You do need to add IPSEC firewall rule (interface) on both sides. Add a rule to allow any protocol, any ports, any source & any destination and test PING again. One thing I want to point out is PING is NOT on TCP protocol but on ICMP and very often, when you add a new rule, TCP is selected by default.

stewie · Oct 7, 2009, 2:23 PM

Hi.

Having the same problem.
SA is established. I setup a pass-any-from-any-to-any firewall rule on each sites ipsec tab.
Logging ist enabled and status firewall shows blocked packets. this is really confusing. why does a pass rule log blocked packages?
the only special thing in this setup is, that on one site VPN comes over opt1. Loadbalancing is configured.

cheers

stewie

jimp · Oct 7, 2009, 8:01 PM

@stewie:

Logging ist enabled and status firewall shows blocked packets. this is really confusing. why does a pass rule log blocked packages?

It doesn't.
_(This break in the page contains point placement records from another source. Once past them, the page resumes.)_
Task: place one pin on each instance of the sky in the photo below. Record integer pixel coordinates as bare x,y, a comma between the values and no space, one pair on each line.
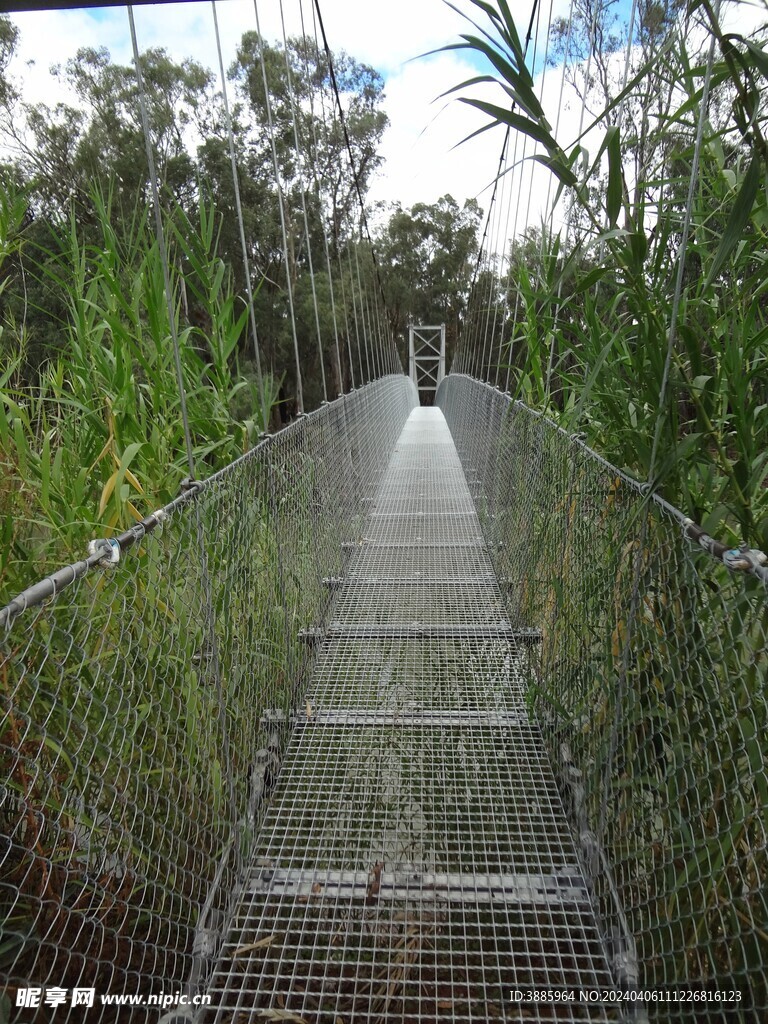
423,160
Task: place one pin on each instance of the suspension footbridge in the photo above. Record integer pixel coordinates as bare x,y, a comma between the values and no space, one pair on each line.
410,713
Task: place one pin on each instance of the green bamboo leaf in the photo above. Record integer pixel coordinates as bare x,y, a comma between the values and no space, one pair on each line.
530,128
738,218
559,168
615,184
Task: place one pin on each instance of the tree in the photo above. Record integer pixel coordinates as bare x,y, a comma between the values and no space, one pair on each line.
427,254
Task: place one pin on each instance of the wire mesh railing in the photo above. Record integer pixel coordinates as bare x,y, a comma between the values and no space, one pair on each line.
651,691
145,706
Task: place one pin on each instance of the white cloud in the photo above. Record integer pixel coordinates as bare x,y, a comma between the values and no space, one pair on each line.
422,159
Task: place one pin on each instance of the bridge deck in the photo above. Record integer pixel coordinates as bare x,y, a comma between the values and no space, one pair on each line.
415,863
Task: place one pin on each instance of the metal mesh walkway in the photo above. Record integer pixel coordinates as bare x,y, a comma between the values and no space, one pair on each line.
415,863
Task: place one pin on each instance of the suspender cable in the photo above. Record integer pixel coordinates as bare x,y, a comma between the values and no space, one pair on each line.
315,180
355,174
569,215
241,222
160,231
530,187
281,207
302,190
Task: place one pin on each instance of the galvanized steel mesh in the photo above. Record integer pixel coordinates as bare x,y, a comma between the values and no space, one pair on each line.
651,693
415,863
145,709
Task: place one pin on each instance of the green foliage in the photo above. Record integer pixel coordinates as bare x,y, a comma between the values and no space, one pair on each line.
97,442
427,255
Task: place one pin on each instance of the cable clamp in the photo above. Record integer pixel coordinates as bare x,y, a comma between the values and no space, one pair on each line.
109,549
744,559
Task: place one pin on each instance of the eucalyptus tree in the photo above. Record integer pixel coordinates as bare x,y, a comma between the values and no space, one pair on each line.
428,255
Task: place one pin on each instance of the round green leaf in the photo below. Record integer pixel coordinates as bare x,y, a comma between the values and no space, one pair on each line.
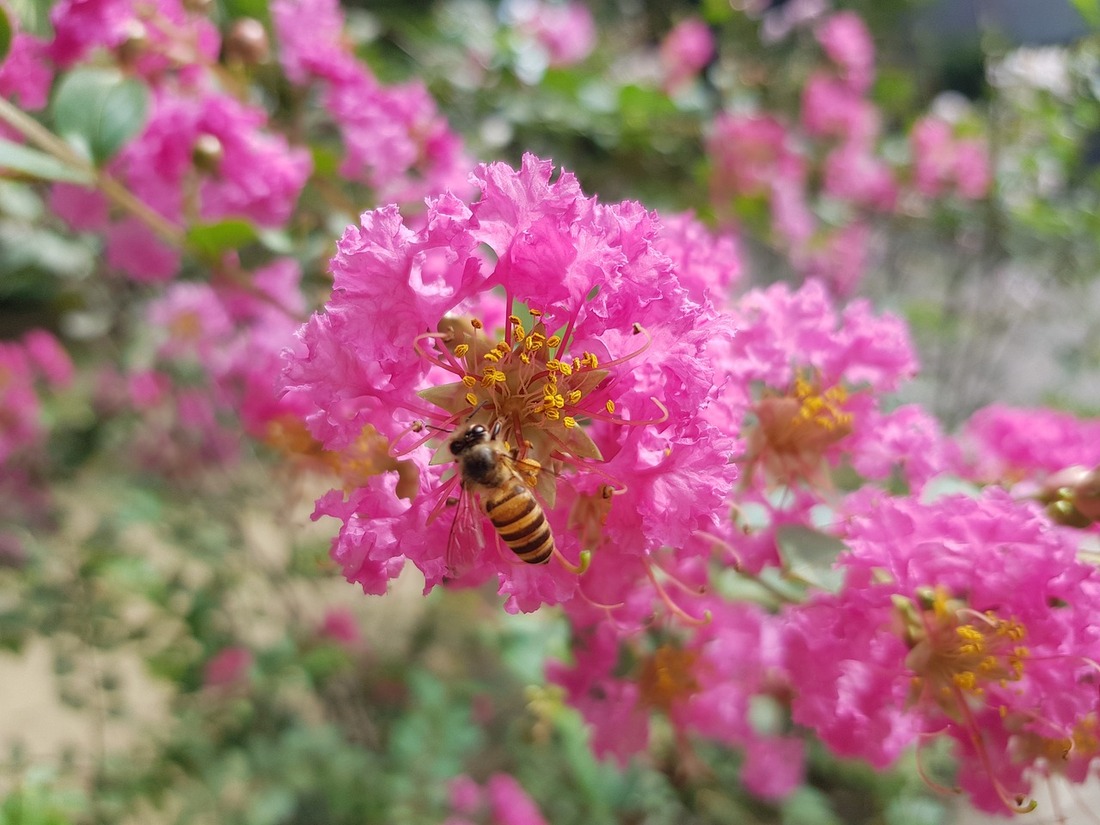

If a blocked packet is logged, your rule did not get matched. Check your rules again. Especially make sure the protocol is set to ANY and not TCP.

stewie · Oct 7, 2009, 8:15 PM

I removed all rules, rebooted and added them again as mentioned in an other thread. But no success.
I am missunderstanding something totally, or PF is buggy as hell.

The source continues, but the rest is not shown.